I nodded incredulously and sniffed his breath as we headed for the lobby. This, from the guy who stumbled in at 3 a.m. the night before, handing each of my other two roommates and me a rose before collapsing in bed.

I guess this is divine rodent karma for bad-mouthing the campus squirrels last week. I now have a mouse problem in my room. Eyewitness friends and guests describe it as white-beige-tannish fluffball about “this size!” (hands cupped to the size of, ironically, a computer mouse). There was a brief debate over whether it was rat or mouse, but thanks to Wikipedia, we can definitely conclude it’s too small to qualify as a rat.

We filled out a maintenance request form with the night-shift man. He seemed more preoccupied with keeping intoxicated students from getting to their rooms than with finding mouse traps for our uninvited guest.

Night Man, uninterested: “We don’t have any traps. You’ll have to wait until the morning when maintenance comes. They might know what to do.”

I must say, it must take either enormous confidence or great foresight for a building with more than 700 residents to not have any spare mousetraps for emergencies. In situations such as these, are our landlords placing proper priority on residents? Getting in and out of the dormitory is like escaping a maximum-security prison, while regard toward pest control is a minor afterthought.

It didn’t help that on Unofficial weekend, each resident in the building was allowed to have only one guest stay the night. Everyone’s rooms were filled with guests, leaving my sleeping options rather slim at 4 a.m. So my roommates and our overnight friends camped out on the floor lounge, some of them opting to sit on tabletops to minimize the risk of rabid mouse encounter.

We haven’t seen the mouse since its daring foray into the clothes heap, and given my roommate’s infrequent laundry habits – well, let’s just say the fermenting gym socks could have done the mouse in.

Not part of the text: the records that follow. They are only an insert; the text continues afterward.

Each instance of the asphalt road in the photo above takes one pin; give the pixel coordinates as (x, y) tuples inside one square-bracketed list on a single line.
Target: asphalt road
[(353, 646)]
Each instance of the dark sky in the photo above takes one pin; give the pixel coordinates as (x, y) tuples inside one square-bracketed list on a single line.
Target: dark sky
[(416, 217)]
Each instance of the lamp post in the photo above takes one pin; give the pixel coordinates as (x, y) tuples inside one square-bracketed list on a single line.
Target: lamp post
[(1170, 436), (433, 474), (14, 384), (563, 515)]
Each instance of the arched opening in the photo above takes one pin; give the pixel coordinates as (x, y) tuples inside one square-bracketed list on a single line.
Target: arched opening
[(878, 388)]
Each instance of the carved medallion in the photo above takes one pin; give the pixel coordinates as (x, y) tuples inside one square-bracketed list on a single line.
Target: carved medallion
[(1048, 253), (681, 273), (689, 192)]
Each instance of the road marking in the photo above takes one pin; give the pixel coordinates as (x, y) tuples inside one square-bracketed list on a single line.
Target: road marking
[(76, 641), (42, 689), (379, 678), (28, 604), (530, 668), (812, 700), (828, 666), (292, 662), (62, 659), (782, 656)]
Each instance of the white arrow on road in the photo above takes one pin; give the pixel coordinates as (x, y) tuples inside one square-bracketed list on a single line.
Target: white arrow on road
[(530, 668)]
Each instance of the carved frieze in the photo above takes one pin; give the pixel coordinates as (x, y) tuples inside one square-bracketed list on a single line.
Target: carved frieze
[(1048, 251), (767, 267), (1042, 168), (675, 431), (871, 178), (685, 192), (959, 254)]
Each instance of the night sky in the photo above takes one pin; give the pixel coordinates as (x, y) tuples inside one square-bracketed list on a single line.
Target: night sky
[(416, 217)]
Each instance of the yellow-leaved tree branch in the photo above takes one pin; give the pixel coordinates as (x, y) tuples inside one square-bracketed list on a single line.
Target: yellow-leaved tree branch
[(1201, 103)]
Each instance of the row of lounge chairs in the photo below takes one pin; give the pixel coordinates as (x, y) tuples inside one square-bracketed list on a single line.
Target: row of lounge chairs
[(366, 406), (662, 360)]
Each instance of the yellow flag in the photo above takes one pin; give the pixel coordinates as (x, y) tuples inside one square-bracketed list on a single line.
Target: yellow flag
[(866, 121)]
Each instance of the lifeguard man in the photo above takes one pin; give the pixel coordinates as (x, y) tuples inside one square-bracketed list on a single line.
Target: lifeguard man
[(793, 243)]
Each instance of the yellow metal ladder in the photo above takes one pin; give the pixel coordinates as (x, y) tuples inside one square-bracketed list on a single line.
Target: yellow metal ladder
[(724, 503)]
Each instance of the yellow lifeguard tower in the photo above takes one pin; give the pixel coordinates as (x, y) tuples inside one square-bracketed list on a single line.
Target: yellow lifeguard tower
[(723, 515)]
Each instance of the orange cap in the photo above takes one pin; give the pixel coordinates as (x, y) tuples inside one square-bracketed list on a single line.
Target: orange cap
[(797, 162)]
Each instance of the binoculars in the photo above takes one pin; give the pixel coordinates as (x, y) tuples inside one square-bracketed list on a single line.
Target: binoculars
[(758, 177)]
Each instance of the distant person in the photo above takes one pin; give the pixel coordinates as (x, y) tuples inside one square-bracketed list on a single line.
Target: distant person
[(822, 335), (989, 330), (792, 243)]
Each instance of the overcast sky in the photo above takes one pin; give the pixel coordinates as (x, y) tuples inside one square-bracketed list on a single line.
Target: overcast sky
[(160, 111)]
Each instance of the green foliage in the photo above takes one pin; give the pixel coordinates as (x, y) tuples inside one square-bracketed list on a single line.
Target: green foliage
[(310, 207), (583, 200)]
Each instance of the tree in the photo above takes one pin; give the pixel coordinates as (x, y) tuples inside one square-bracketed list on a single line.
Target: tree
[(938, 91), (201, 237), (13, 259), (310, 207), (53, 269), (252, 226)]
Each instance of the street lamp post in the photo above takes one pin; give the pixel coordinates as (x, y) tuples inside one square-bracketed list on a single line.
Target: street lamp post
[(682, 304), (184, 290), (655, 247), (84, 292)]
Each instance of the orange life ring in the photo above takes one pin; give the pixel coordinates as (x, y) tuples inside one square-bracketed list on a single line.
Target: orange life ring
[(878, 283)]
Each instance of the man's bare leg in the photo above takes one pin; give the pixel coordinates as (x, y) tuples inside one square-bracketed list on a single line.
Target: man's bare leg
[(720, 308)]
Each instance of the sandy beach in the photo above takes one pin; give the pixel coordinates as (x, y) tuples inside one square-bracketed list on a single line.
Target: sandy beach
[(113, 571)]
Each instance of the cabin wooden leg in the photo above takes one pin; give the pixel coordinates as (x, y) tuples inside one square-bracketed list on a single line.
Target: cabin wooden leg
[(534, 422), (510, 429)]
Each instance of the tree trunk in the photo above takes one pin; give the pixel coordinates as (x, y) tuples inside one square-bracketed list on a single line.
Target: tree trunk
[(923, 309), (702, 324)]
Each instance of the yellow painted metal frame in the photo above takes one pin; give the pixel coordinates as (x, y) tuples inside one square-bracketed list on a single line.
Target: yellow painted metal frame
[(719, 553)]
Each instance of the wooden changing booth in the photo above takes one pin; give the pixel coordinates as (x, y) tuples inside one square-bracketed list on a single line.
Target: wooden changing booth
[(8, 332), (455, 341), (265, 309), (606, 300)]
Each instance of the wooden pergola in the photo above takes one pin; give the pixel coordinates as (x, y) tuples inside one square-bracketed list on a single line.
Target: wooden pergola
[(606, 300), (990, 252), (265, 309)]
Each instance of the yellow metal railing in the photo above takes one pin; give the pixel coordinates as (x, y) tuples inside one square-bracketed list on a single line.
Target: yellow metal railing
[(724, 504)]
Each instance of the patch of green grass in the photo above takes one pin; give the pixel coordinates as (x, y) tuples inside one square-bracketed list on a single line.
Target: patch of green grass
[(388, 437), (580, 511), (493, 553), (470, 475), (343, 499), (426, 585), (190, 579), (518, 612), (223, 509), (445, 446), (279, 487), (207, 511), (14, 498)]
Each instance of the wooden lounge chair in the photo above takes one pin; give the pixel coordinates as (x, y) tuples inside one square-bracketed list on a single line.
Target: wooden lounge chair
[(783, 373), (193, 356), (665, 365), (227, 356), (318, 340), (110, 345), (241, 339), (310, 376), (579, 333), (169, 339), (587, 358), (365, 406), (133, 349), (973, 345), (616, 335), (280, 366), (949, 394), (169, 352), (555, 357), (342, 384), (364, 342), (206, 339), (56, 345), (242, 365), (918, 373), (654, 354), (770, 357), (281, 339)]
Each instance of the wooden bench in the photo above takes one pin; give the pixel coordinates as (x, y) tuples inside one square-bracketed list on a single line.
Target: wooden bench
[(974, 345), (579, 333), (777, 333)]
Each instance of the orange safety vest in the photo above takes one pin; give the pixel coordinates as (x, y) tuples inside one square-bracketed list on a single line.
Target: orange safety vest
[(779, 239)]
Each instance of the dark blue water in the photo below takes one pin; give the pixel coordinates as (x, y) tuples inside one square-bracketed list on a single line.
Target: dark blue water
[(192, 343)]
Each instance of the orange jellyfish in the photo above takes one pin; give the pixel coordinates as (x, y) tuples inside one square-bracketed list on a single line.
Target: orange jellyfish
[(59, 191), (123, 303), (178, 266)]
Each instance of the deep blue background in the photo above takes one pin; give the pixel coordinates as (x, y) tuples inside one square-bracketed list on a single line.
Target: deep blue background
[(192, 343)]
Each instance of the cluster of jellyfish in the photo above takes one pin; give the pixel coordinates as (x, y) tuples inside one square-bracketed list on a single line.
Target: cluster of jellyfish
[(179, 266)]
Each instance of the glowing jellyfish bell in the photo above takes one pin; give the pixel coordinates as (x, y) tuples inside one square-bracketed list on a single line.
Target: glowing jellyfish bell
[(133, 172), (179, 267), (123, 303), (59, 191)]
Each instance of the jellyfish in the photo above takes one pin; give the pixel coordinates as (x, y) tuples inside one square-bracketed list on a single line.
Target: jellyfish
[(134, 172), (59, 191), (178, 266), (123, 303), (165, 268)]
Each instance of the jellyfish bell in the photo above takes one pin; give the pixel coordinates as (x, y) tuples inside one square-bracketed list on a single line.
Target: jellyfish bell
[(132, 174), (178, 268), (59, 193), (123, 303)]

Either way, I’m not too keen on spending too much time in my room until our guest is gone. I’m not entirely sure when or how maintenance will go about finding it; I just hope this can be solved diplomatically.

Mouse, if you’re reading this, I have powerful, powerful friends. Friends with cats. Friends with snakes. Let’s be civil and call it even. I’ve given you your cookies, milk, free room and board. It’s time you mooched off someone else’s floor-strewn pizza crust.

Get out now, or there might be an accident after my afternoon nap and juicebox.

Henry is a freshman in Business. He’s a bit cranky from not getting his sleep and would like some cookies with a glass of milk. Oh, and could he have a twisty straw too?